Synthesizing Images of Humans in Unseen Poses
This addresses the computational challenge of human pose synthesis for applications like animation or virtual reality, but it is incremental as it builds on existing generative methods with a modular approach.
The paper tackles the problem of generating images of a person in new poses from a single input image, using a modular neural network that separates and moves body parts, then composites them with a background. It demonstrates accurate results on golf, yoga, and tennis action classes, producing coherent videos from pose sequences.

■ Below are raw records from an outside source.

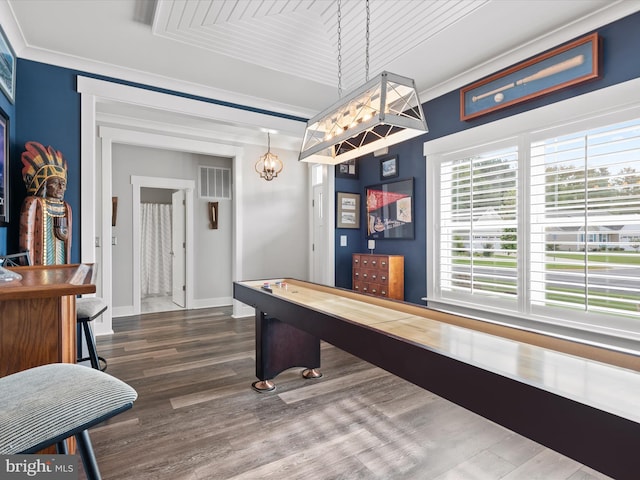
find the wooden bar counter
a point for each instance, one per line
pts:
(38, 315)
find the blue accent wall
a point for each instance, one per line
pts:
(620, 42)
(48, 112)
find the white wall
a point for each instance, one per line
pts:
(275, 219)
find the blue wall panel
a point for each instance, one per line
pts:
(48, 112)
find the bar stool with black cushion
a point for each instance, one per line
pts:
(45, 405)
(88, 309)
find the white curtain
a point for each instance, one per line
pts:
(155, 251)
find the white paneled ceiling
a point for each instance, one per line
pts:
(281, 55)
(300, 38)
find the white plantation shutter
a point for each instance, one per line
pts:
(545, 230)
(478, 227)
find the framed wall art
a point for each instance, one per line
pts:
(348, 210)
(7, 67)
(348, 169)
(213, 215)
(559, 68)
(390, 210)
(388, 168)
(4, 168)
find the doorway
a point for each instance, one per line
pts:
(163, 250)
(169, 190)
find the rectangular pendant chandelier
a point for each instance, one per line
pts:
(384, 111)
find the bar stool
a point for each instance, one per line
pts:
(45, 405)
(87, 309)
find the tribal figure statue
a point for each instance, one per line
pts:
(45, 218)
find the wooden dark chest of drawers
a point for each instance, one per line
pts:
(379, 275)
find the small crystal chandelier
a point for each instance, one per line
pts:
(269, 165)
(384, 111)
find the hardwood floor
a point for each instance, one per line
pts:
(198, 418)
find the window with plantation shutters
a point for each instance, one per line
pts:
(543, 227)
(478, 226)
(585, 223)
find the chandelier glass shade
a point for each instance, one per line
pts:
(384, 111)
(269, 165)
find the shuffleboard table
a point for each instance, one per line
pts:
(580, 400)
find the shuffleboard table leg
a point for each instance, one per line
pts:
(280, 346)
(263, 386)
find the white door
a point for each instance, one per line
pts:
(178, 247)
(319, 259)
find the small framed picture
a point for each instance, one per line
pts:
(213, 215)
(348, 169)
(389, 168)
(348, 210)
(7, 67)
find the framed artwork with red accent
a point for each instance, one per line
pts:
(562, 67)
(390, 210)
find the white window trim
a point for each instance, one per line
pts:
(604, 106)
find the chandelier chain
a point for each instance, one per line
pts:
(339, 49)
(366, 62)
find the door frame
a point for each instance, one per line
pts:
(95, 172)
(138, 182)
(327, 275)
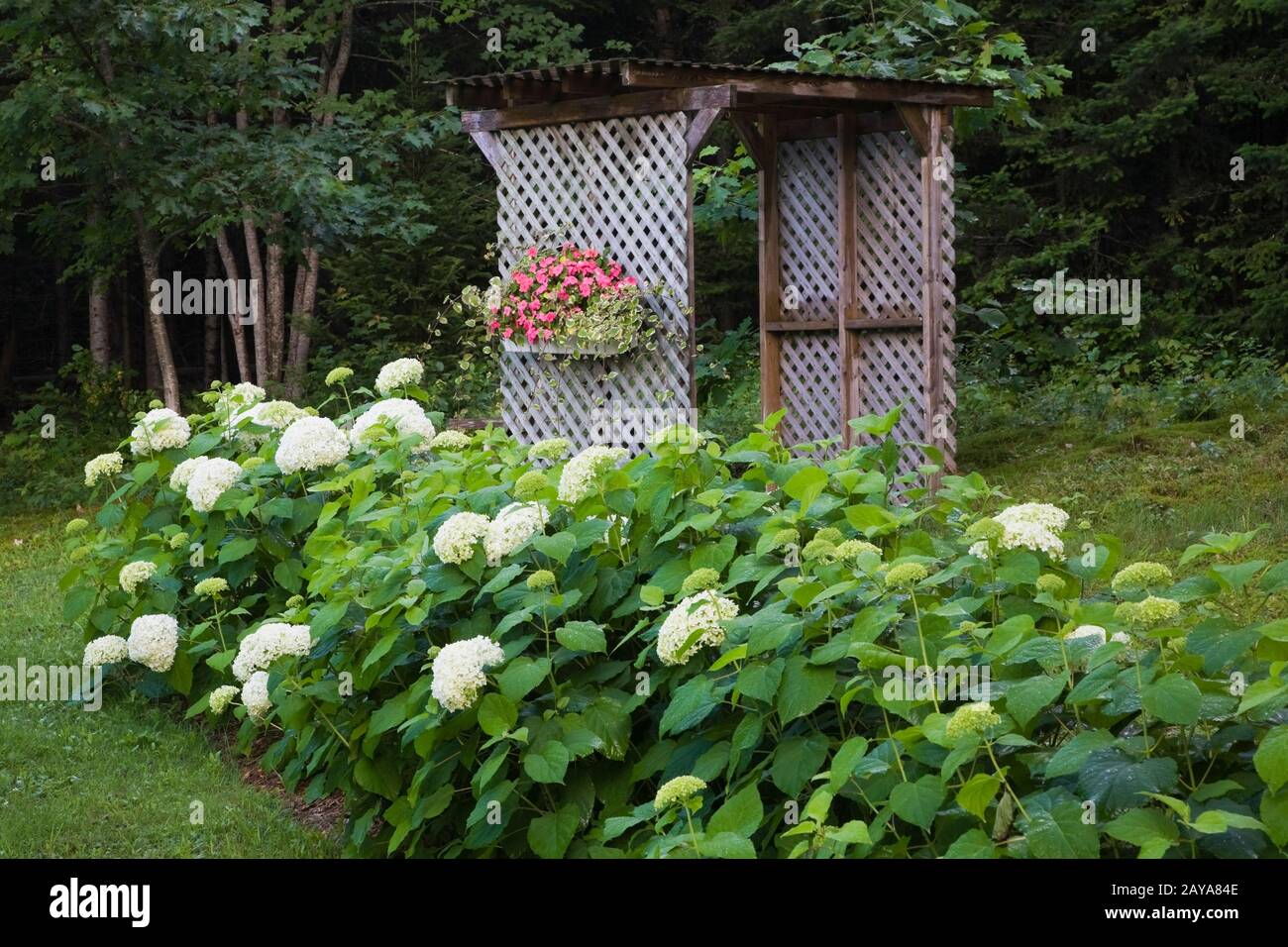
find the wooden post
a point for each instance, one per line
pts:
(932, 275)
(691, 300)
(848, 281)
(771, 269)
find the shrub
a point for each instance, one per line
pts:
(480, 673)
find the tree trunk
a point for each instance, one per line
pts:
(210, 364)
(150, 254)
(62, 315)
(307, 274)
(245, 369)
(99, 308)
(275, 272)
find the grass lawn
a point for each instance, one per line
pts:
(1158, 488)
(119, 781)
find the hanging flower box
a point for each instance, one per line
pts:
(571, 347)
(566, 302)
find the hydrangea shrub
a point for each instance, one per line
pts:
(700, 651)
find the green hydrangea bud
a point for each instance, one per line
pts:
(971, 719)
(699, 579)
(986, 528)
(1141, 577)
(1149, 611)
(529, 484)
(541, 579)
(851, 549)
(550, 449)
(906, 575)
(678, 791)
(211, 587)
(1050, 583)
(786, 538)
(819, 549)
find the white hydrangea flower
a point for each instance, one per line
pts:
(183, 472)
(702, 612)
(513, 526)
(407, 416)
(1033, 526)
(267, 643)
(103, 466)
(1093, 631)
(310, 444)
(220, 697)
(580, 474)
(244, 394)
(160, 431)
(154, 641)
(136, 574)
(455, 539)
(256, 694)
(274, 415)
(686, 437)
(450, 441)
(398, 373)
(108, 650)
(209, 480)
(458, 672)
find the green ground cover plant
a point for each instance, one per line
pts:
(700, 650)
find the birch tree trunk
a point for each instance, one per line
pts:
(150, 253)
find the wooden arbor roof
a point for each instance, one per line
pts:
(855, 218)
(619, 88)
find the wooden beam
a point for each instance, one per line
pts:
(892, 325)
(526, 91)
(748, 136)
(581, 84)
(476, 97)
(914, 121)
(848, 272)
(863, 325)
(866, 123)
(840, 88)
(600, 107)
(698, 132)
(492, 151)
(932, 287)
(771, 273)
(802, 326)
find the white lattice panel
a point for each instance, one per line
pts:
(889, 221)
(809, 368)
(619, 184)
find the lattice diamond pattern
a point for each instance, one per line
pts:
(809, 368)
(619, 184)
(892, 364)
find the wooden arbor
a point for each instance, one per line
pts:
(855, 231)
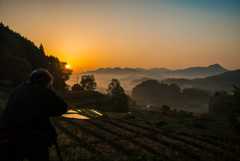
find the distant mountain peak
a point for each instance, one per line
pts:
(216, 66)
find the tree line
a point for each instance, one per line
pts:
(20, 56)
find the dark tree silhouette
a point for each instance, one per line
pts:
(19, 56)
(118, 96)
(88, 82)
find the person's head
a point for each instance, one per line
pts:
(41, 76)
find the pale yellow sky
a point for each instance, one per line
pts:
(95, 34)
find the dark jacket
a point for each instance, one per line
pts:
(29, 108)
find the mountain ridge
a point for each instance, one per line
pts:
(191, 72)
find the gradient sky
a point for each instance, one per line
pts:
(91, 34)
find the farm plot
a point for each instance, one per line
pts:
(118, 138)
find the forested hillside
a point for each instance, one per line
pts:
(20, 56)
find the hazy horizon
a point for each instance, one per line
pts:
(149, 34)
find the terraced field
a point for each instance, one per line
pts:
(117, 137)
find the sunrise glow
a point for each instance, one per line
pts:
(98, 34)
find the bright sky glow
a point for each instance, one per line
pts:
(91, 34)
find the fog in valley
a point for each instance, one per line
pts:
(186, 89)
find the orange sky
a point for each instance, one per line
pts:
(95, 34)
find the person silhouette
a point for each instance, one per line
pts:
(25, 129)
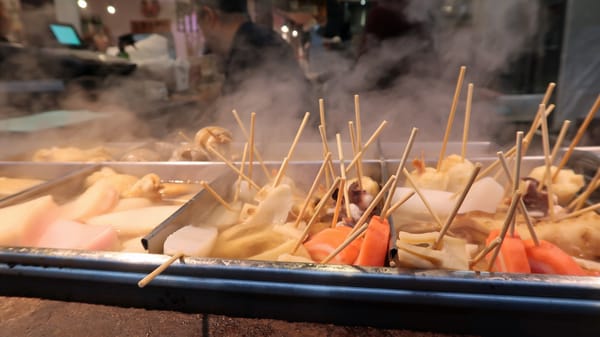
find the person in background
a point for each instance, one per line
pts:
(387, 23)
(4, 24)
(258, 64)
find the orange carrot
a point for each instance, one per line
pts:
(375, 244)
(320, 245)
(549, 259)
(512, 257)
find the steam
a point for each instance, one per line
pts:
(421, 96)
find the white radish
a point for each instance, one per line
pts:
(191, 241)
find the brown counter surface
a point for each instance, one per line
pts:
(34, 317)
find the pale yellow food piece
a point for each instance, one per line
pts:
(566, 184)
(452, 253)
(97, 199)
(9, 186)
(458, 170)
(430, 178)
(20, 224)
(191, 241)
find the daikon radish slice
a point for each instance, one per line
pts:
(222, 217)
(23, 223)
(98, 199)
(414, 209)
(133, 245)
(135, 222)
(131, 203)
(274, 207)
(68, 234)
(191, 241)
(485, 195)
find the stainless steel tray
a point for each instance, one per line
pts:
(46, 172)
(458, 302)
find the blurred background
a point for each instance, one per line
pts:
(143, 61)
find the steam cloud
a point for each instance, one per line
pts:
(421, 97)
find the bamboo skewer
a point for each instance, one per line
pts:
(239, 179)
(144, 282)
(345, 192)
(231, 166)
(548, 174)
(247, 136)
(358, 122)
(399, 203)
(284, 164)
(401, 165)
(588, 191)
(535, 126)
(485, 251)
(217, 196)
(463, 152)
(579, 135)
(338, 203)
(457, 205)
(356, 148)
(361, 225)
(358, 138)
(574, 202)
(423, 199)
(459, 83)
(326, 150)
(548, 93)
(561, 137)
(323, 131)
(322, 113)
(581, 211)
(320, 206)
(251, 144)
(312, 189)
(522, 206)
(517, 172)
(495, 164)
(364, 217)
(370, 141)
(510, 214)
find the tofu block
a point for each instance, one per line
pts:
(134, 222)
(191, 241)
(69, 234)
(21, 224)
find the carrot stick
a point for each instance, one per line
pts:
(549, 259)
(512, 252)
(459, 83)
(375, 243)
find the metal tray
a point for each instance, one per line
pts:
(492, 304)
(46, 172)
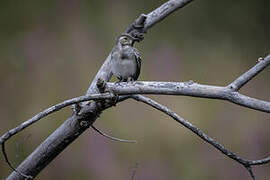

We address the computational problem of novel human pose synthesis. Given an image of a person and a desired pose, we produce a depiction of that person in that pose, retaining the appearance of both the person and background. We present a modular generative neural network that synthesizes unseen poses using training pairs of images and poses taken from human action videos. Our network separates a scene into different body part and background layers, moves body parts to new locations and refines their appearances, and composites the new foreground with a hole-filled background. These subtasks, implemented with separate modules, are trained jointly using only a single target image as a supervised label. We use an adversarial discriminator to force our network to synthesize realistic details conditioned on pose. We demonstrate image synthesis results on three action classes: golf, yoga/workouts and tennis, and show that our method produces accurate results within action classes as well as across action classes. Given a sequence of desired poses, we also produce coherent videos of actions.